Vous avez décidé de relever un défi ambitieux en vous inscrivant à votre premier triathlon. Mais face à cette nouvelle aventure, une question se pose : comment organiser votre préparation ?
Car si le triathlon combine trois disciplines d’endurance, s’y préparer ne consiste pas simplement à pratiquer un peu de natation, de vélo et de course à pied au gré de ses envies. Il s’agit en fait d’une question d’équilibre et, avant tout, d’une analyse de ses propres capacités.
Dans cet article, nous allons voir comment concilier intelligemment ces trois disciplines, pour maximiser sa progression sans se blesser à cause d’un volume d’entraînement trop important.
Combien de séances d’entraînements par semaine ?
Pour commencer, parlons du volume d’entraînement, c’est-à-dire du nombre de séances réalisées chaque semaine, mais aussi, et surtout, de leur durée. Ce volume dépend de plusieurs facteurs, notamment de votre niveau et de votre expérience. Afin d’éviter les blessures, il est essentiel de mettre son ego de côté et d’accepter que, lorsque l’on débute en triathlon, le volume d’entraînement reste relativement faible, même si vous avez êtes déjà un runner aguerri.

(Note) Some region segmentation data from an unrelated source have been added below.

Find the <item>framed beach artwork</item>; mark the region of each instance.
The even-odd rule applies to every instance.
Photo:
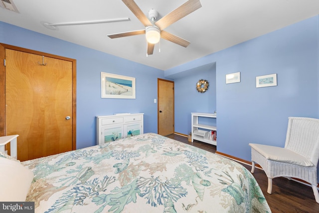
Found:
[[[101,72],[101,97],[135,99],[135,78]]]
[[[227,74],[226,75],[226,83],[231,84],[240,82],[240,72],[234,72],[233,73]]]
[[[256,87],[265,87],[277,85],[277,74],[262,75],[256,77]]]

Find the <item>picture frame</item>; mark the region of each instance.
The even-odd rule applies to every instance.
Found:
[[[261,75],[256,77],[256,87],[265,87],[277,85],[277,74]]]
[[[229,73],[226,75],[226,83],[231,84],[240,82],[240,72]]]
[[[135,78],[101,72],[101,97],[136,99]]]

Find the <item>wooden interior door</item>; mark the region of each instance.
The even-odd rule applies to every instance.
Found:
[[[72,62],[6,49],[5,64],[5,132],[19,135],[18,159],[75,149]]]
[[[158,133],[174,133],[174,82],[158,79]]]

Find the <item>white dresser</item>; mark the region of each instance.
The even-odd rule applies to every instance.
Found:
[[[144,133],[144,113],[123,113],[96,117],[97,144]]]

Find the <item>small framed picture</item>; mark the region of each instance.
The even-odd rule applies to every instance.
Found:
[[[135,99],[135,78],[101,72],[102,98]]]
[[[234,72],[233,73],[227,74],[226,75],[226,83],[231,84],[240,82],[240,72]]]
[[[265,87],[277,85],[277,74],[262,75],[256,77],[256,87]]]

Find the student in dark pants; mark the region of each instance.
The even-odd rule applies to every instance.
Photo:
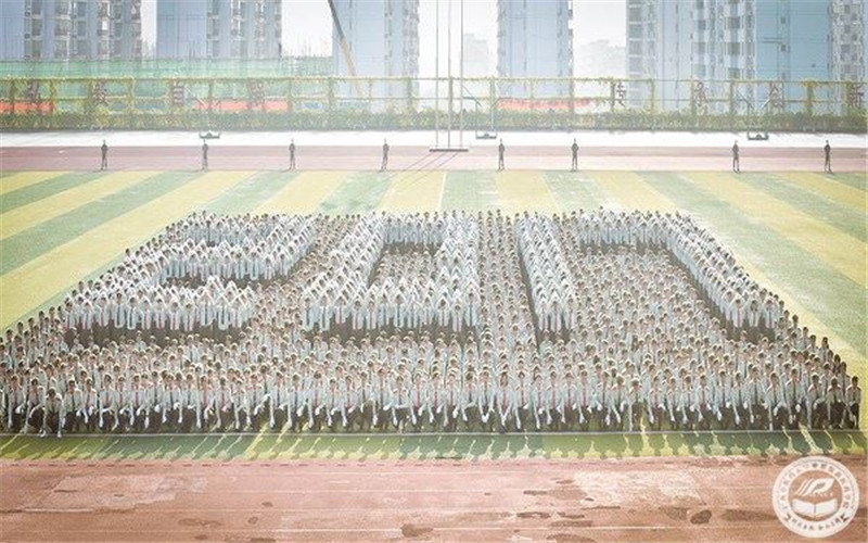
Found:
[[[575,138],[573,139],[573,147],[571,147],[570,150],[573,152],[573,164],[571,169],[576,172],[578,171],[578,143],[576,143]]]
[[[388,168],[388,142],[383,140],[383,162],[380,164],[380,172]]]
[[[102,147],[100,147],[100,169],[106,169],[108,167],[108,146],[105,140],[102,140]]]

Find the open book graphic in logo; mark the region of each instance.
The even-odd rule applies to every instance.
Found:
[[[787,529],[804,538],[826,539],[856,517],[859,485],[840,462],[805,456],[780,471],[771,496],[775,514]]]
[[[804,518],[816,520],[838,510],[838,498],[832,492],[834,478],[808,478],[793,492],[793,512]]]

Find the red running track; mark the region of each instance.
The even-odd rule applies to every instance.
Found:
[[[0,462],[4,542],[796,541],[793,458]],[[864,542],[863,490],[830,541]]]

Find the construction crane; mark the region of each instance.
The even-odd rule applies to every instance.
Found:
[[[356,88],[356,94],[361,98],[361,86],[356,79],[356,65],[353,63],[353,52],[349,50],[349,43],[346,42],[346,36],[344,35],[344,28],[341,26],[341,18],[337,16],[337,7],[334,4],[334,0],[329,0],[329,10],[332,12],[332,22],[334,23],[334,29],[337,30],[337,41],[341,43],[341,51],[344,53],[346,68],[349,72],[349,76],[353,78],[353,86]]]

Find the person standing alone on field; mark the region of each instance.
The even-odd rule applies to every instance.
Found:
[[[383,162],[380,164],[380,172],[385,172],[388,167],[388,142],[383,140]]]
[[[576,143],[575,138],[573,138],[573,147],[571,147],[570,150],[573,152],[573,164],[571,166],[571,169],[573,172],[577,172],[578,171],[578,143]]]
[[[100,169],[106,169],[108,167],[108,146],[105,140],[102,140],[102,147],[100,147]]]

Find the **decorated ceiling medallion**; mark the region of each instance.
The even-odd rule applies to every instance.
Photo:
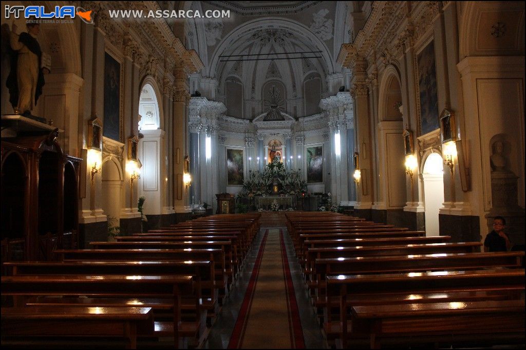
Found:
[[[500,38],[506,34],[506,24],[497,22],[491,26],[491,36]]]
[[[265,99],[264,105],[264,111],[267,115],[263,120],[285,120],[281,115],[281,112],[284,111],[284,101],[279,91],[276,88],[275,85],[272,85],[268,92],[269,97]]]

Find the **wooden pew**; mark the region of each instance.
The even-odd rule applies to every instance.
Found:
[[[316,288],[315,304],[321,309],[326,306],[326,275],[495,268],[519,269],[522,267],[524,256],[524,252],[495,252],[316,259],[317,278],[314,280],[318,283],[314,285]]]
[[[238,269],[235,266],[234,251],[231,241],[127,241],[127,242],[91,242],[89,245],[94,249],[219,249],[223,251],[224,255],[224,266],[219,264],[217,268],[218,273],[227,275],[227,283],[230,285],[234,282],[234,275]]]
[[[484,347],[524,341],[523,299],[353,306],[351,314],[352,333],[368,336],[371,349],[380,348],[386,337],[399,344],[402,341],[406,346],[429,343],[430,337],[446,346],[466,341],[483,342]]]
[[[228,292],[225,269],[225,253],[221,249],[57,249],[59,261],[66,260],[210,260],[216,267],[216,285],[220,303]],[[220,272],[217,266],[220,266]]]
[[[64,275],[2,276],[3,297],[13,297],[13,306],[23,307],[28,296],[86,295],[108,298],[154,298],[172,302],[173,317],[170,322],[156,322],[154,334],[173,334],[174,345],[179,345],[187,324],[181,322],[181,299],[194,293],[193,278],[185,275]],[[198,300],[196,310],[198,310]],[[190,332],[197,332],[195,325]],[[195,330],[194,328],[195,328]]]
[[[160,230],[150,230],[146,233],[133,234],[133,236],[137,237],[150,237],[154,236],[235,236],[236,237],[236,245],[238,247],[238,255],[240,263],[242,262],[243,259],[246,256],[251,246],[252,240],[250,235],[246,231],[242,230],[236,229],[232,228],[172,228]]]
[[[348,299],[371,300],[380,295],[385,300],[388,295],[392,295],[392,302],[386,303],[389,304],[395,302],[400,294],[480,291],[504,293],[511,291],[510,299],[518,299],[517,290],[523,293],[524,288],[523,269],[329,275],[327,277],[327,309],[339,307],[340,317],[336,325],[329,318],[324,326],[329,331],[339,328],[341,346],[346,348],[349,336]],[[337,302],[332,303],[335,300]]]
[[[149,236],[121,236],[115,237],[117,242],[180,242],[185,241],[220,241],[230,240],[232,243],[234,251],[232,253],[232,264],[235,268],[234,273],[239,272],[245,256],[244,248],[241,240],[237,236],[215,235],[215,236],[172,236],[169,235],[153,234]]]
[[[4,265],[11,275],[191,275],[196,282],[195,294],[199,298],[201,328],[199,334],[205,333],[206,325],[211,324],[212,317],[219,311],[218,290],[215,286],[215,269],[209,261],[21,261],[5,263]],[[56,298],[52,299],[41,298],[33,302],[42,304],[56,303]],[[59,301],[58,304],[63,304],[64,300]],[[73,305],[82,303],[87,304],[84,299],[69,300],[68,303]],[[98,306],[101,301],[94,300]],[[166,310],[166,303],[162,300],[152,299],[114,299],[111,302],[106,301],[107,306],[127,306],[131,303],[153,307],[156,313],[159,309]],[[194,298],[184,299],[182,308],[195,313]],[[170,308],[171,306],[169,306]],[[208,319],[207,320],[207,316]]]
[[[135,349],[137,335],[153,334],[154,330],[150,307],[2,308],[2,345],[15,337],[34,346],[35,336],[113,337],[123,338],[126,348]]]

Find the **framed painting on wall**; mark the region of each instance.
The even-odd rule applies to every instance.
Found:
[[[455,115],[447,109],[444,109],[440,114],[440,139],[442,143],[457,141]]]
[[[227,184],[242,186],[244,175],[243,150],[227,149]]]
[[[104,136],[120,140],[120,63],[106,52],[104,58]]]
[[[132,161],[137,160],[138,145],[139,139],[135,135],[132,135],[128,138],[128,159]]]
[[[424,135],[440,127],[434,45],[432,41],[417,55],[417,62],[420,102],[420,135]]]
[[[402,136],[403,136],[403,149],[405,155],[411,154],[414,152],[413,147],[413,132],[409,129],[404,129]]]
[[[323,147],[322,145],[306,148],[307,155],[307,183],[323,182]]]

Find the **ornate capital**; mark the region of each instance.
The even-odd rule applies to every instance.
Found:
[[[245,146],[246,147],[254,147],[254,137],[245,137]]]
[[[190,100],[190,94],[187,90],[183,90],[175,87],[174,88],[174,101],[177,102],[188,103]]]
[[[367,81],[357,81],[352,85],[351,94],[356,96],[367,96],[368,93]]]

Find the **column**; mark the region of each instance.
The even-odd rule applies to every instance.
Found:
[[[188,103],[190,99],[188,86],[186,80],[186,72],[184,68],[176,69],[176,79],[173,99],[173,123],[172,137],[175,155],[173,162],[174,209],[176,213],[188,213],[188,193],[183,181],[184,174],[185,156],[187,152],[187,130],[184,125],[186,123]]]
[[[304,136],[297,136],[296,137],[296,166],[299,169],[301,174],[302,178],[305,178],[305,137]]]
[[[285,138],[285,150],[287,153],[285,154],[286,158],[284,160],[283,164],[289,169],[293,167],[293,162],[294,161],[294,152],[292,152],[292,134],[287,133],[283,134],[283,137]],[[292,156],[292,159],[290,159],[290,156]]]
[[[323,184],[325,187],[325,192],[328,193],[332,190],[331,187],[331,152],[332,147],[330,143],[330,136],[328,133],[323,134]]]
[[[219,193],[227,192],[227,150],[225,147],[226,136],[219,135],[217,136],[217,154],[219,161]]]
[[[245,138],[245,149],[246,151],[245,161],[247,162],[247,170],[254,171],[257,166],[257,159],[256,158],[256,153],[254,150],[254,138],[246,137]]]
[[[263,168],[265,167],[265,148],[263,146],[263,139],[265,138],[264,135],[258,134],[257,136],[257,149],[258,149],[258,155],[257,156],[259,157],[259,164],[258,164],[258,169],[260,171],[262,170]],[[258,160],[256,158],[256,162]]]
[[[188,155],[190,156],[190,175],[192,183],[190,186],[190,205],[198,204],[201,199],[200,173],[199,173],[199,132],[201,130],[200,123],[188,124],[189,143]]]

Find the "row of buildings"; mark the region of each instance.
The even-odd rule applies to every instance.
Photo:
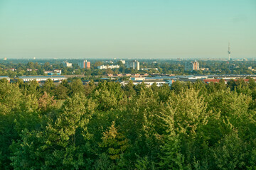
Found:
[[[120,60],[120,62],[125,64],[125,60]],[[65,66],[67,67],[71,67],[72,63],[64,62]],[[81,62],[78,62],[78,66],[82,69],[90,69],[90,62],[85,60]],[[132,68],[133,69],[139,70],[139,62],[137,60],[134,60],[132,62],[129,62],[126,64],[127,68]],[[99,69],[119,69],[119,65],[101,65],[97,67]]]

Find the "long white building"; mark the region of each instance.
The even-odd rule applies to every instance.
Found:
[[[101,65],[97,67],[99,69],[119,69],[119,65]]]
[[[132,68],[134,69],[139,70],[139,62],[138,61],[132,61],[127,64],[127,68]]]
[[[67,79],[64,76],[18,76],[19,79],[23,79],[23,81],[29,81],[32,80],[36,80],[37,81],[44,81],[47,79],[51,79],[54,81],[62,81]]]

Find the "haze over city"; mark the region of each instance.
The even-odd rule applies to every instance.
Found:
[[[0,1],[0,57],[256,56],[256,1]]]

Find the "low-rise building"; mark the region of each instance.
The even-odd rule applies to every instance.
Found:
[[[81,69],[90,69],[90,62],[87,62],[86,60],[83,60],[82,62],[78,63],[78,66]]]
[[[70,62],[64,62],[64,64],[65,64],[65,67],[72,67],[72,63]]]
[[[185,71],[199,70],[199,62],[185,62]]]
[[[137,60],[128,62],[127,64],[127,68],[132,68],[134,69],[139,70],[139,62]]]
[[[0,76],[0,79],[6,79],[9,82],[10,82],[10,77],[8,76]]]
[[[19,79],[23,79],[23,81],[29,81],[36,80],[37,81],[44,81],[47,79],[55,81],[62,81],[67,79],[64,76],[18,76]]]
[[[119,65],[101,65],[98,66],[97,69],[119,69]]]

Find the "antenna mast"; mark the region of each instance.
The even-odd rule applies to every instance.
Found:
[[[228,61],[230,60],[230,42],[228,42]]]

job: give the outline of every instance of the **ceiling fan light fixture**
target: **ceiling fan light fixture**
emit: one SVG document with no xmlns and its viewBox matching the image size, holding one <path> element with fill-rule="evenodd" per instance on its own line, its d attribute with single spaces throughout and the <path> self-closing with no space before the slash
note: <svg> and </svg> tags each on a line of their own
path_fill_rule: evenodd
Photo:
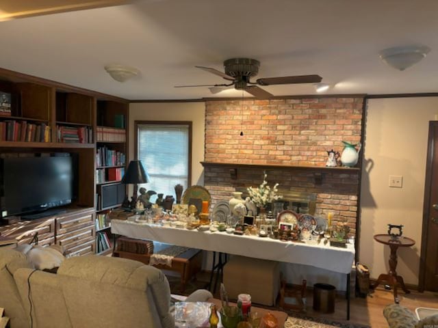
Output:
<svg viewBox="0 0 438 328">
<path fill-rule="evenodd" d="M 398 70 L 404 70 L 421 61 L 430 51 L 426 46 L 396 46 L 380 52 L 381 59 Z"/>
<path fill-rule="evenodd" d="M 316 83 L 315 85 L 315 90 L 318 94 L 325 92 L 328 90 L 330 85 L 327 83 Z"/>
<path fill-rule="evenodd" d="M 117 64 L 105 66 L 105 70 L 118 82 L 125 82 L 140 74 L 137 68 Z"/>
</svg>

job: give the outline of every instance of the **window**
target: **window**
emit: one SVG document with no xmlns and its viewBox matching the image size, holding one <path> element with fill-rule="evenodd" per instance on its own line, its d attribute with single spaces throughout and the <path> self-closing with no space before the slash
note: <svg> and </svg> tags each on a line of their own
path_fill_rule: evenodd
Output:
<svg viewBox="0 0 438 328">
<path fill-rule="evenodd" d="M 175 187 L 190 185 L 192 172 L 192 122 L 136 121 L 136 157 L 141 161 L 151 182 L 139 185 L 164 197 L 172 195 Z M 156 195 L 151 197 L 154 202 Z"/>
</svg>

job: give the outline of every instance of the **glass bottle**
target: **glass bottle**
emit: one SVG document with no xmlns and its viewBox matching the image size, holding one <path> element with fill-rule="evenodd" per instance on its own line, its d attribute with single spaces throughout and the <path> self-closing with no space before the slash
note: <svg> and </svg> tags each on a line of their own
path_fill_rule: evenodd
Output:
<svg viewBox="0 0 438 328">
<path fill-rule="evenodd" d="M 283 212 L 284 203 L 281 202 L 276 202 L 274 203 L 274 219 L 277 219 L 279 213 Z"/>
<path fill-rule="evenodd" d="M 211 309 L 211 312 L 210 313 L 210 318 L 209 319 L 210 328 L 217 328 L 218 324 L 219 323 L 219 317 L 218 316 L 218 310 L 216 309 L 216 305 L 213 304 L 210 308 Z"/>
</svg>

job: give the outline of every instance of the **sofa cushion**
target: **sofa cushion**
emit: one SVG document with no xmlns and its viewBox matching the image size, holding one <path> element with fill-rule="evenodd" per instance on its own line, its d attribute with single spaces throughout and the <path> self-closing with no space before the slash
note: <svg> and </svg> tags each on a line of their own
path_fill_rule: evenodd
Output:
<svg viewBox="0 0 438 328">
<path fill-rule="evenodd" d="M 21 268 L 30 268 L 26 256 L 6 247 L 0 247 L 0 307 L 10 318 L 12 327 L 29 327 L 13 275 Z"/>
<path fill-rule="evenodd" d="M 66 260 L 57 275 L 73 327 L 175 325 L 169 312 L 168 282 L 153 266 L 123 258 L 88 256 Z M 120 306 L 123 304 L 127 306 Z"/>
<path fill-rule="evenodd" d="M 438 314 L 428 316 L 420 321 L 415 326 L 415 328 L 427 328 L 430 327 L 438 327 Z"/>
<path fill-rule="evenodd" d="M 57 275 L 39 270 L 20 269 L 14 274 L 14 278 L 20 292 L 25 315 L 29 320 L 31 302 L 33 327 L 72 327 L 64 300 L 62 282 Z"/>
</svg>

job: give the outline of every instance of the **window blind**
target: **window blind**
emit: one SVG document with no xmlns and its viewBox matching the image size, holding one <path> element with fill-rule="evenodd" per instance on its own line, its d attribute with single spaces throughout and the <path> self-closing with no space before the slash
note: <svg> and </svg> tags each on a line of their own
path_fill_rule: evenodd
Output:
<svg viewBox="0 0 438 328">
<path fill-rule="evenodd" d="M 138 124 L 138 154 L 151 176 L 151 182 L 140 184 L 157 193 L 172 195 L 175 186 L 188 187 L 189 126 L 175 124 Z M 151 197 L 154 202 L 156 195 Z"/>
</svg>

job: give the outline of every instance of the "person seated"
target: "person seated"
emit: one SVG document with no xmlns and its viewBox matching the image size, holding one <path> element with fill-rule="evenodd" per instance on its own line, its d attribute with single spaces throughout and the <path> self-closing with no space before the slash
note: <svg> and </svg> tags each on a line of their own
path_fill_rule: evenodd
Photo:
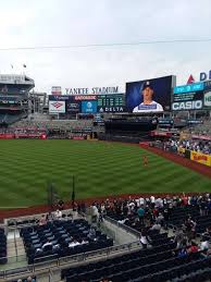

Pour un triathlète débutant
Si vous préparez votre tout premier triathlon, il n’est pas nécessaire de s’entraîner tous les jours. En général, 3 à 4 séances par semaine suffisent pour débuter. L’objectif est surtout de développer une base d’endurance dans les trois disciplines tout en laissant le temps au corps de récupérer. Les séances peuvent durer entre 45min et 1h, avec par exemple une séance de natation, une sortie vélo et deux séances de course à pied.
Pour un triathlète plus expérimenté
Avec l’expérience, le volume d’endurance peut progressivement augmenter. Un triathlète intermédiaire réalise généralement 5 à 7 séances par semaine, parfois en combinant deux disciplines sur une même journée. Les séances sont généralement plus longues (1 à 2h), afin de développer l’endurance et la capacité à enchainer les efforts. L’objectif est alors de mieux préparer l’organisme aux exigences de la compétition tout en continuant à progresser dans chaque discipline.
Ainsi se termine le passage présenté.